つまり、会社が借金をしても、出資者個人の財産は保護されますが、その一方で出資者の資産を借金の返済に充てることができないため、会社の信用が損なわれた場合には、資金調達が困難になる可能性があります。
また、合同会社は株式会社と比較すると株式の売買ができないため、出資者の退社や新しい出資者の参加が困難になることも少なくありません。
さらに、合同会社は、設立や解散手続きが複雑であり、税務処理もややこしくなるケースも。
合同会社で建設会社を設立する場合は、事前にこれらのデメリットを理解した上で、対処法を考慮して設立するようにしましょう。

建設会社を設立するなら株式会社がおすすめの理由
設立費用は合同会社に比べるとどうしても大幅にアップしてしまいますが、世間的な信頼度や金融の借り入れなど、メリットが多くおすすめできるのは株式会社です。

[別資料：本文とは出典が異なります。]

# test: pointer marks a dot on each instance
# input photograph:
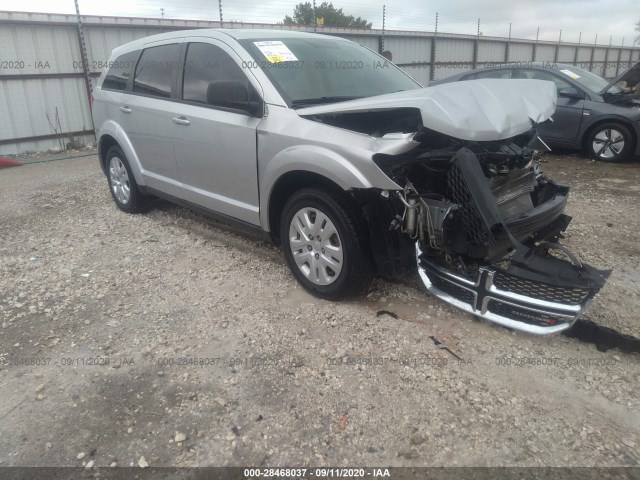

ここからは、建設会社を株式会社で設立する方がおすすめの2つの理由を解説します。
- 資金調達の幅が広い
- 社会的信用が高い
資金調達の幅が広い
建設会社を株式会社で設立すると、資金調達の幅が広がるのがおすすめの理由の一つです。
株式会社は株主からの出資によって資本金を形成するため、多数の投資家からの出資を受け入れることができます。
これにより、資金調達の幅が広がり大規模な事業展開や投資に必要な資金を調達しやすくなるのが魅力です。
また、株式を公開して上場することで、資金調達のみならず企業イメージの向上や知名度の拡大にもつながることがあります。
ただし、株主に対する配当や株価の変動などのリスクもありますので、事前に慎重な検討が必要です。
社会的信用が高い
建設会社を株式会社で設立する最大のメリットは、社会的信用が高まること。
株式会社は法人格を持つため、企業としての責任が明確になり、信頼性がより高まるのが特徴です。
また、株式会社は資本金を有するため、経営者や株主が個人的な責任を負うことなく、企業活動を行うことができます。
そのため、社会的信用が高く大規模なプロジェクトに参加しやすくなるのが強みです。
さらに株式会社の場合は、役員が任期付きで選任されるため、企業の経営が安定化するという利点もあります。
まとめ~合同会社より株式会社の方がおすすめ~
今回は、建設会社を設立するには、株式会社か合同会社のどちらを選ぶべきなのか、それぞれのメリット・デメリット、特徴を踏まえて解説しました。
結論、少し費用はかかりますが、リスクを回避しより信頼度を高められる株式会社がおすすめではありますが、これは事業の内容や目的によっても異なります。
事前に双方をよく理解した上で、自分の将来のビジョンに合う方を慎重に選択することが大切です。
株式会社か合同会社、正しい選択をするためにこの記事を少しでもお役立ていただけると幸いです。